On stage, I felt that rare kind of excitement that comes when thought meets curiosity. Half of my talk was questions from the audience. At one point, a young girl asked for my autograph. That moment stayed with me, not because of the signature, but because it showed that science can still inspire. That curiosity is contagious. Maybe, for some of the young people attending, this was the moment when the future stopped being abstract.
What struck me most was how advanced the Polish tech scene has become. One of the speakers, the CEO of InPost, Rafał Brzoska, said that many foreign clients are less digitally mature than his company.

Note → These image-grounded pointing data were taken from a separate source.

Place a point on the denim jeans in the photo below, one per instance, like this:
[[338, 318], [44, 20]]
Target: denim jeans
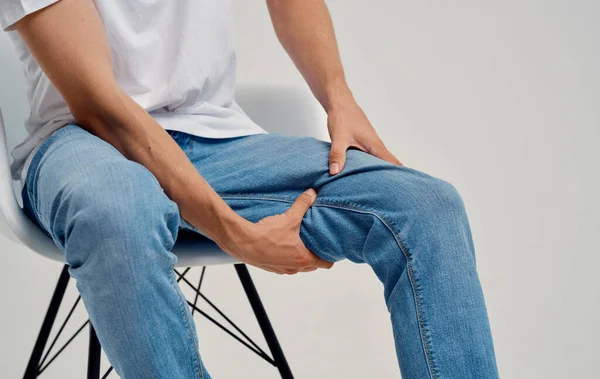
[[116, 228]]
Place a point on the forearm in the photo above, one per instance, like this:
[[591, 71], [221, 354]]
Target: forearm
[[305, 30], [75, 55], [124, 124]]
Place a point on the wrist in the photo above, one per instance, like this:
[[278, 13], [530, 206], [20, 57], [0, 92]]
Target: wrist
[[337, 95], [231, 232]]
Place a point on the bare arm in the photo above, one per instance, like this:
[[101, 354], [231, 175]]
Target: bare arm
[[305, 30], [75, 56]]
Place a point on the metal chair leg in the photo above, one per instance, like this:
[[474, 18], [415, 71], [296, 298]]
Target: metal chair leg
[[94, 355], [263, 321], [40, 344]]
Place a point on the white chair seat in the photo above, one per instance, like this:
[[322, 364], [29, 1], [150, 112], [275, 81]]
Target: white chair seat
[[276, 108]]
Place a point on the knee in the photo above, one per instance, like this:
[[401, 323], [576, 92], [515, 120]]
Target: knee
[[421, 199], [440, 199], [118, 219]]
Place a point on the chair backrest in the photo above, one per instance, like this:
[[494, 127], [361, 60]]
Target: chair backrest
[[25, 231], [278, 108], [283, 108]]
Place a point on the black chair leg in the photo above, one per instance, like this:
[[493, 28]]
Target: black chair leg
[[263, 321], [40, 344], [94, 355]]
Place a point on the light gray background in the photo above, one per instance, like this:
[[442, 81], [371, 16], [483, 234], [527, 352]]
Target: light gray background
[[500, 98]]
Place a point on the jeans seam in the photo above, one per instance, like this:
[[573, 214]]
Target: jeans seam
[[410, 267], [190, 331]]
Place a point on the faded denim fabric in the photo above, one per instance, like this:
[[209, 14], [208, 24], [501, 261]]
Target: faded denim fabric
[[116, 227]]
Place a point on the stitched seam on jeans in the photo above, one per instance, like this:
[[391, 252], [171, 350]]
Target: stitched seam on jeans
[[196, 355], [413, 281]]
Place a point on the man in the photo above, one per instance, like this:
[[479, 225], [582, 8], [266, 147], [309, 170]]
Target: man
[[134, 134]]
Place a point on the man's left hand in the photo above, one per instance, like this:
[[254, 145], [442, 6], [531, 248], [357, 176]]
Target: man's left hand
[[349, 127]]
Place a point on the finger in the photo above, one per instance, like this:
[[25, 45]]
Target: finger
[[337, 157], [321, 263], [385, 154], [301, 205]]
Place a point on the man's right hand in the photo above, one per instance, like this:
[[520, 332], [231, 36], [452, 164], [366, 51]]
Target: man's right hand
[[274, 243]]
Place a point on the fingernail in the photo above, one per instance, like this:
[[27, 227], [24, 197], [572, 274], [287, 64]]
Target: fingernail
[[334, 169], [311, 192]]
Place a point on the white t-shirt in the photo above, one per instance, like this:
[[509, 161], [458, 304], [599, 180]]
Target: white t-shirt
[[175, 58]]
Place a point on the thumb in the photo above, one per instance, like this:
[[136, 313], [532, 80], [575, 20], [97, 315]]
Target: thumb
[[301, 205], [337, 157]]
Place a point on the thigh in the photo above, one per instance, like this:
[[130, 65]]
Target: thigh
[[74, 170], [262, 175]]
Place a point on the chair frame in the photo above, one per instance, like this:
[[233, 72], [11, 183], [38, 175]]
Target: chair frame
[[282, 101], [39, 360]]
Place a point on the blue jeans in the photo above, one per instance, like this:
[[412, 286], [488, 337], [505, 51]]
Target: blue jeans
[[116, 228]]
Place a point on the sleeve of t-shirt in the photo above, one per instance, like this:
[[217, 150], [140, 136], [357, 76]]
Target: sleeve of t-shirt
[[12, 11]]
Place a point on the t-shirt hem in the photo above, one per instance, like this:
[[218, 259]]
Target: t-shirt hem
[[11, 13]]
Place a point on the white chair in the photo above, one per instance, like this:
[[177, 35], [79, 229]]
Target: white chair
[[277, 108]]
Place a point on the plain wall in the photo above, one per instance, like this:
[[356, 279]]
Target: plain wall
[[498, 97]]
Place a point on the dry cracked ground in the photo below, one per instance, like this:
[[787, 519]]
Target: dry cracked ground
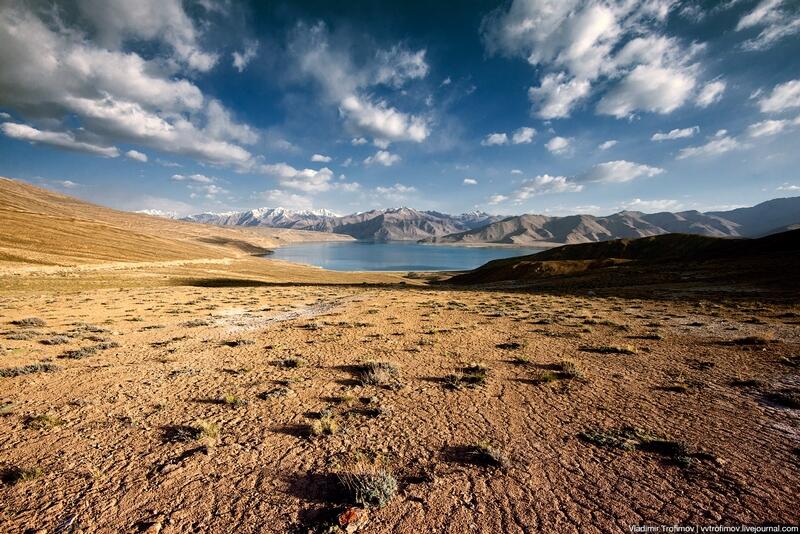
[[188, 409]]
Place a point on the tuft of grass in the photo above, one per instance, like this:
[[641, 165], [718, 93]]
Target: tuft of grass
[[232, 400], [375, 373], [369, 483], [292, 362], [29, 369], [611, 349], [30, 322], [16, 474], [199, 430], [752, 340], [43, 422], [630, 438], [324, 426], [55, 340]]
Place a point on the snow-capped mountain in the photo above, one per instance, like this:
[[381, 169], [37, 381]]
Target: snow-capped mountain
[[390, 224]]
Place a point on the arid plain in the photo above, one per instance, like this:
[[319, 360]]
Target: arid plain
[[181, 384]]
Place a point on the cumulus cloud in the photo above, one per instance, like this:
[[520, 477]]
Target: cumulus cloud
[[544, 184], [677, 133], [136, 155], [285, 199], [52, 72], [784, 96], [495, 139], [579, 43], [720, 143], [620, 171], [118, 20], [555, 96], [347, 84], [766, 128], [194, 178], [396, 192], [649, 88], [776, 18], [523, 135], [398, 65], [65, 140], [382, 157], [637, 204], [605, 145], [711, 93], [558, 145], [243, 58]]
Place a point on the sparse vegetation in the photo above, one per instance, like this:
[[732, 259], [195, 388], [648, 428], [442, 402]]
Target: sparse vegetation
[[43, 422], [16, 474], [369, 483], [44, 367], [611, 349]]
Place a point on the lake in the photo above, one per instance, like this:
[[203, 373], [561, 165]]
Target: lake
[[393, 256]]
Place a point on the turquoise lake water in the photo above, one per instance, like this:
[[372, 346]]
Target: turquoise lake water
[[393, 256]]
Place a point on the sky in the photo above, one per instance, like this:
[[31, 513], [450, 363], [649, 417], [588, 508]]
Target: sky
[[523, 106]]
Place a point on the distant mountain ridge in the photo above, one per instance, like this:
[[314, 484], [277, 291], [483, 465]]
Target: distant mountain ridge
[[394, 224], [765, 218], [408, 224]]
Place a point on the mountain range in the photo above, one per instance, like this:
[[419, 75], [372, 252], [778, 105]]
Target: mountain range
[[408, 224]]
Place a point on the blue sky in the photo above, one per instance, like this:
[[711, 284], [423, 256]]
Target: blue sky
[[527, 106]]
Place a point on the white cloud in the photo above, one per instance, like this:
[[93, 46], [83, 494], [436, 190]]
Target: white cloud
[[398, 65], [544, 184], [396, 192], [605, 145], [307, 180], [677, 133], [711, 93], [115, 21], [382, 121], [65, 140], [382, 157], [719, 144], [766, 128], [346, 84], [558, 145], [775, 21], [576, 43], [284, 199], [138, 156], [495, 139], [555, 97], [649, 88], [243, 58], [637, 204], [783, 97], [523, 135], [54, 71], [194, 178], [620, 171]]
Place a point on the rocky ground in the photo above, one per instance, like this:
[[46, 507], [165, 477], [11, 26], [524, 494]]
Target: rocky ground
[[186, 408]]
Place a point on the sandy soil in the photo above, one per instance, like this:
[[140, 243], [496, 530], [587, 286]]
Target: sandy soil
[[109, 456]]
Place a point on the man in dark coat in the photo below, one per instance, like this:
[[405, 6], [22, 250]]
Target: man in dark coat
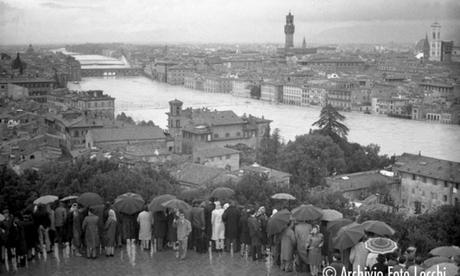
[[231, 219], [255, 232], [245, 239], [207, 220], [160, 227], [198, 227]]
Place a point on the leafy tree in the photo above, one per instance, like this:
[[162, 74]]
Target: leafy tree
[[330, 123], [247, 155], [327, 199], [269, 149], [310, 158]]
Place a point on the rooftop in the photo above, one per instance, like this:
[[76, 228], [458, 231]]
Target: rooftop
[[216, 151], [358, 181], [127, 133], [429, 167]]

But still, many people leave the country. We have the talent, the skills, the drive. What we lack is the infrastructure that allows these minds to flourish at home. Too many scientists and engineers still leave Poland. Not because they want to, but because it’s hard to stay. PhD students often have to take extra jobs to earn a living. In many fields, the system rewards memorization, not thinking. And thinking — the real, creative, uncomfortable kind — takes time, freedom, and space to fail.
Still, that day in Łódź, looking at the crowd of young faces, I felt hope. A quiet certainty that something is shifting, that this generation will not wait for permission. That they will build things not because it’s easy,but because it matters.
When on that stage, I thought of Lem again. He imagined futures where intelligence was both human and mechanical, but always conscious of its own fragility. Maybe that’s still the real frontier of science:not speed, not scale, but awareness. And maybe, just like in art, lightness comes only after the struggle —in neurons, in code, and in life.